Son sourire ne s'effaça qu'en partie.

- Je ne te parle pas de jouer, contra-t-il. Juste de chanter.

Je levai les yeux au ciel, exaspérée.

- Mais bien sûr ! Et pourquoi pas danser, tant que tu y es ?

- Le refrain n'est pas bien compliqué, me fit-il observer. Tu n'as qu'à répéter Hallelujah.

- Tu te rends compte de ce dont je viens à peine de sortir ? m'exclamai-je, incrédule devant son insouciance. Et puis, tu sais très bien que je vais me ramasser si j'essaie.

- Je n'en sais rien du tout, objecta-t-il en secouant la tête. Tu n'as jamais essayé.

- Justement !

- Eireen...

- Non, Gabriel, assénai-je en le regardant droit dans les yeux.

- Gaby, soupira-t-il en se débarrassant de sa guitare.

- Non, Gabriel, répétai-je en insistant sur ce dernier mot.

Ce fut à son tour de lever les yeux au ciel, avant de se lever et d'aller ranger son jouet dans le coin de son armoire.

- On ferait mieux d'aller se coucher, déclara-t-il en refermant les portes de celle-ci. Même si tu n'es pas très fatiguée, tu risques d'être vite assommée par tout ce qui va te tomber dessus dans les semaines à venir. Autant commencer à te reposer tout de suite.

- Je n'en ai pas envie, objectai-je.

- Moi aussi, j'ai besoin de sommeil, de toute façon. Même si je refuse de me l'avouer, en général. Les semaines à venir ne vont pas seulement être fatigantes pour toi. C'est à moi qu'on a confié la charge de te faire découvrir tout ce que tu ne connais pas encore. Et crois-moi, on a du pain sur la planche.

- Dans ce cas..., fis-je semblant de comprendre, affichant une moue sceptique.

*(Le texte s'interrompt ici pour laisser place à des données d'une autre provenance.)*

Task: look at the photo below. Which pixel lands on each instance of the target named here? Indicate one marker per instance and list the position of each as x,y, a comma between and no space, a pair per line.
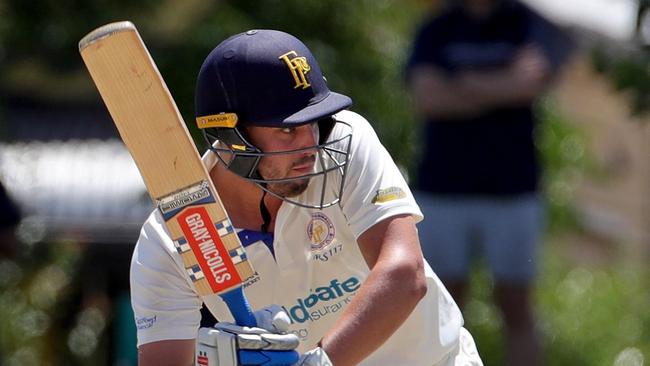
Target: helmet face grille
328,173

Je n'étais pas idiote. Il venait tout juste de m'assurer il y a cinq minutes qu'il se sentirait capable de veiller encore un bon bout de temps avant que la fatigue ne le rattrape pour de bon. Je me demandai si c'était mon sale caractère qui l'avait poussé à renoncer à rester en ma compagnie plus longtemps qu'il ne lui était nécessaire. Certes, nous serions dans la même chambre, mais au moins, une fois endormie, il n'aurait plus à supporter mon sens de l'humour – même si j'étais assez d'accord avec Freeman (eh oui, c'était possible), cela relevait plus du cynisme qu'autre chose dans mon cas. Je tâchai donc d'accéder à son souhait – il avait déjà fait pas mal de concessions en ce qui me concernait, après tout. Mais un détail retint mon attention et me retarda par la même occasion.

- Excuse-moi, mais tu n'aurais pas un truc à me prêter ? lui demandai-je en constatant que je ne pouvais tout bonnement pas me débarrasser de mon haut et me coucher comme ça.

J'avais purement et simplement oublié l'état dans lequel j'étais depuis l'intervention de Brooke. Je ne savais pas comment je m'y étais prise pour réussir à occulter cette désagréable sensation de fraîcheur humide – je n'avais jamais supporté d'avoir des vêtements mouillés sur le dos. Même si je ne considérais pas exactement comme un « vêtement » cette fichue chemise d'hôpital que je portais auparavant.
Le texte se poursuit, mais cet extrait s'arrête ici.